I've never felt strong enough about a candidate for any office to wear a button or volunteer for a campaign. For me, the only leader I can put my trust in is Jesus Christ.
Still, I vote. It is the right thing to do. My job as a responsible citizen.
With life experience comes wisdom, and with wisdom comes responsibility. And so, I'm outing myself. My name is Lauren Barrett, and I am Pro-Life.
I’ve always had the sense that abortion was wrong; certainly a decision which I would never choose. However, I wasn’t sure that women shouldn’t be given the opportunity to make the right choice, especially when it involved a medical procedure on their body. After all, it has only been since 1920 that women in this country have been allowed to vote, and I myself have felt the sting of gender-based discrimination. Supporting the right to choose seemed to be compassionate toward women. During this presidential primary I found myself rethinking my political beliefs in relation to my faith.
I feel so blessed to be the mother of four beautiful children. When I first found out I was carrying triplets I went through a series of emotions. I was thrilled to be pregnant again but had a difficult time wrapping my mind around the implications of a triplet pregnancy. Eventually my shock turned to fear and apprehension as I was told by the nurses I’d be on bed rest by my 22nd week. Because a triplet pregnancy is very high risk my local doctor wouldn’t treat me and I was referred to a specialist in Boston for my OB care. I anxiously awaited my first appointment with the specialist in Boston. I had a lot of questions; I wanted to know what to expect.

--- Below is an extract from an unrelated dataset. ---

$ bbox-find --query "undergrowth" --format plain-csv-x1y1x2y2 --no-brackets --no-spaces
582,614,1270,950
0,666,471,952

When my husband and I arrived for my first appointment I was told it was a consultation. Nobody checked my blood pressure or weight; it was clear I was not yet under their care. The specialist in high order multiple pregnancies was happy to answer any questions. However, it became apparent that the primary goal of this meeting was to discuss reduction, a process by which one or more of your babies is aborted. We were given a packet of information which detailed pregnancy success rates for triplet pregnancies and for those who chose reduction at that hospital. It also included a description of the procedure.
While I knew this was not an option to me, I couldn’t help having the same thoughts that so many women in my position must have. As I reviewed the statistics of successful triplet pregnancies and those who reduced I wondered, “Would reduction increase the chances that the other two babies would survive or be healthier?” “Am I more apt to have serious health issues by carrying three?” “How am I going to care for my toddler during a triplet pregnancy?” I thought about having twins and knew it would mean I could be cared for and deliver closer to home. Some of those closest to me who were concerned about my health suggested I consider reducing.
When I got home that day I read through all the paperwork I received, thirsty for any information to help me feel more secure about what the coming months would be like. It was then that I learned how reduction is done. A needle guided by ultrasound is inserted into the child and they are injected with a solution that will stop their heart beat.
That was the reality.
I thought about the first ultrasounds, when I waited excitedly to hear the heart beat. It was an amazing and shocking sound, carrying with it the undeniable proof that I was indeed pregnant, there was a child inside me, and all was well.
Sure, I wanted to be pregnant. What about those women who really don't want to be? The heart beat is the same, the child is still present, and all is well.
Stop their heart beat? Reduction was not about increasing the odds for the other unborn babies, it was murder and nobody should have the right to do that. I finally got it. For some reason I think I previously considered abortion certainly as wrong, but more like stopping a child from being born in some abstract way. Some may think this is the same thing, but at that moment I realized it wasn’t the same. This issue wasn’t simply about being compassionate to women. It was about being compassionate toward innocent, defenseless babies and in turn, helping women to care for and respect the amazing gift of life and ultimately, themselves.
Choosing the right thing to do is never a guarantee that life will be easier but it does bring blessings. My pregnancy sure wasn’t easy, but it was a healthy one. I was never placed on bed rest and carried my babies to 34 weeks. I am embarrassed to admit that one of my biggest fears was how the pregnancy would affect my body, and I was spared even a single stretch mark. My pregnancy was a witness of God’s mercy and care that was shared with my whole parish as I continued to serve in music ministry until my 30th week. Even as our family has faced many adversities including my husband losing his job early in my pregnancy, God has been there with blessings delivered beautifully through His people. The Kingdom of God revealed through the love of little children.
Children teach us so many valuable lessons. Through mine I have become better at surrendering to God. By His grace I try to choose the right thing and trust Him to work out the details. The Lord continues to work miracles in my life.

2 comments:
Very moving. Thanks for sharing!
-Fr. Von
God Bless you and your family each and every day. Your story should be read by all. What a testimonial to God's love, trust and blessing.